Ever meet someone who was just amazingly nice all around? Who could find a friend in everybody? It’s truly one of those beautiful rare phenomenons in the world.I wish I was like that sometimes. As we become ultra consumed in our own lives and become more and more superficialized(I know this isn’t a legitimate word but I make up words all the time) we forget to take in the people around us and appreciate them for who they are.
I truly never thought I’d find myself in a place like this. A feeling like this. A thought like this. Becoming lost in oneself is one of the scariest things that you can realize has happened to you. Some of us are able to find ourselves with no problems while some of encounter bumps along the way. Does it make you a bad person? Of course not!
Each and everyone is unique and a lot of time I think that we forget that. It’s easy too. You have to take the time to remember what makes you and how special you are.
We’re all a work in a progress. Our goals and dreams in life are different. What’s so bad about that? There’s always a rainbow…..
d(._.)b Hudson Mohawke-Tell Me What You Want From Me
Don’t look ahead, there’s stormy weather
Another roadblock in our way
But if we go, we go together
Our hands are tied here if we stay
Oh, we said our dreams will carry us
And if they don’t fly we will run
Now we push right past to find out
Oh, how to win what they all lost
A few months ago, I was listening to Santigold‘s “Disparate Youth”, the song spoke to me then and it’s speaking me again. The impending May 6th, is closer than I think. 27 isn’t a big birthday by any means, yes it’s another year that has passed but it’s all a symbol of ways that I need to have experiences that will help in my quest of adulthood.
Lately, I’ve felt really stifled with my creative processes in almost every aspect. I feel that my growth hasn’t had the room for growth that is needed to go forth and that’s not a good feeling. A lot of the times I think and believe that its me just that needs validation so I find an excuse as to why I CAN’T do something. It sometimes it works and lately I’m finding there are many flaws in using that as a crutch.

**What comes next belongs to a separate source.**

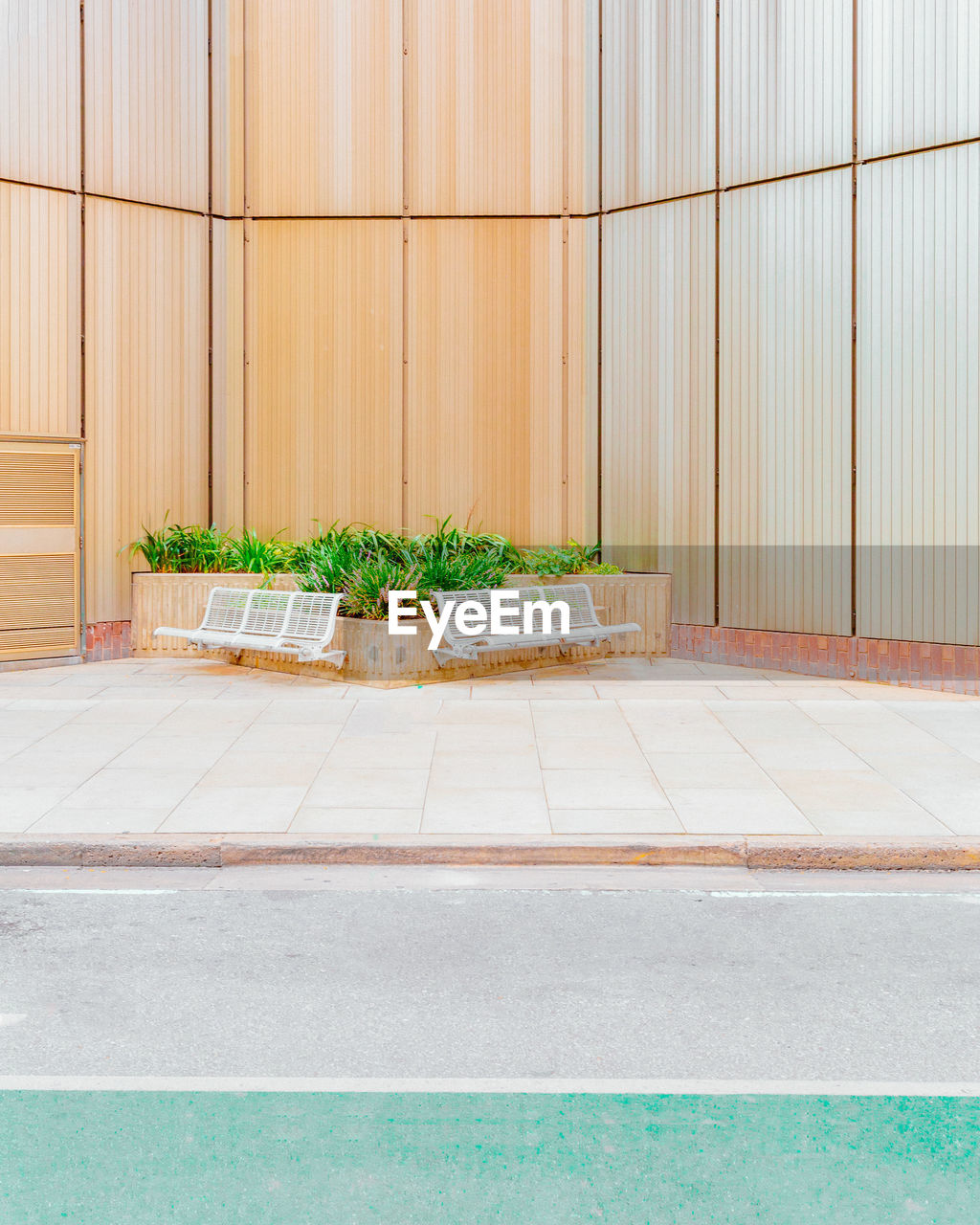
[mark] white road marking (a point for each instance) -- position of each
(93, 891)
(489, 1084)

I’ve found a creative group of people and that’s awesome. I truly love what each and everyone brings to the table and we are able to learn new things to help us in our future collaborations. Do you think it’s enough to satisfy me? No. I need more. I have supportive family & friends that like the ideas that I’m trying to put forth. Do you think that’s enough to satisfy me? No. What’s the next step? Where does one go from this feeling?
I realized that I no longer am I content with not pursuing my dreams. If I fail and fall, God has given me two hands and two feet to pick myself back up and carry myself back to the path. NO EXCUSE NOT TRY. The reason that this song spoke to me again is because I have so many wonderful people in my life that have just gone for the dream of whatever they were pursuing, yet I still haven’t. It’s scary to think that one day your on a swing set with friends and the next day in a brand new arena without those friends but that’s what life is about. You can’t stifle yourself, you’ll be miserable and make everyone miserable around you. Everybody thinks that I’m crazy and to give it some time, i understand where they are coming from. The more time I give things, the more I feel locked in and feel that I’ll miss my opportunity.
I keep waiting around for the that special person that I’ve been madly in love with for years to tell me that they feel the same, however truly I realize that if I keep waiting by the phone for that text, I’ll miss out on other great experiences or probably the person that is the truly the one that I love. The list on what is out there for me to experience is endless but I’ll never know unless I go out there and make a path for myself. Whether I come back or don’t…..well that’s for fate to decide…..but I know that I don’t start now, I’ve created a destiny for myself that I’m not truly going to find a happy in with and I think the latter is worse…….
I didn’t see the movie Garden State, primarily for the reason of my dislike for Zach Braff. However, I’ve heard this song “Let Go” by Frou Frou on many occasions. For some reason, on Tuesday night, I randomly heard it again. It caught my attention in a weird way, then last night when listening to the song, it just really took me by surprise in the most intense way. Have you ever had a song just do that to you? You don’t understand why but it just speaks to you on so many levels and you are ok with that?
That’s what this song did. I’m able to find emotion in music. I’m at that weird point in life at the moment where I’m going forward, yet I still feel far behind. I’m ready for that change but I’m scared to take it. I’m scared to just jump into it. I’ve said it before and I’ll say it “I hate change” but watching those around me go forward it makes me realize that I’ll never know unless I do it. It’s ok to be scared, that is one of the things that makes it fun. If you aren’t scared, nervous, or excited there’s no point in it. You won’t learn a lesson from it, am I right? It seems like I’m really leaving this retrograde state and growing up. Back on track, which is good. Leaving the old behind and going forward with the new. I think that’s what this song is really all about.
Now I kind of want to see Garden State, just to see if I envisioned this song correctly.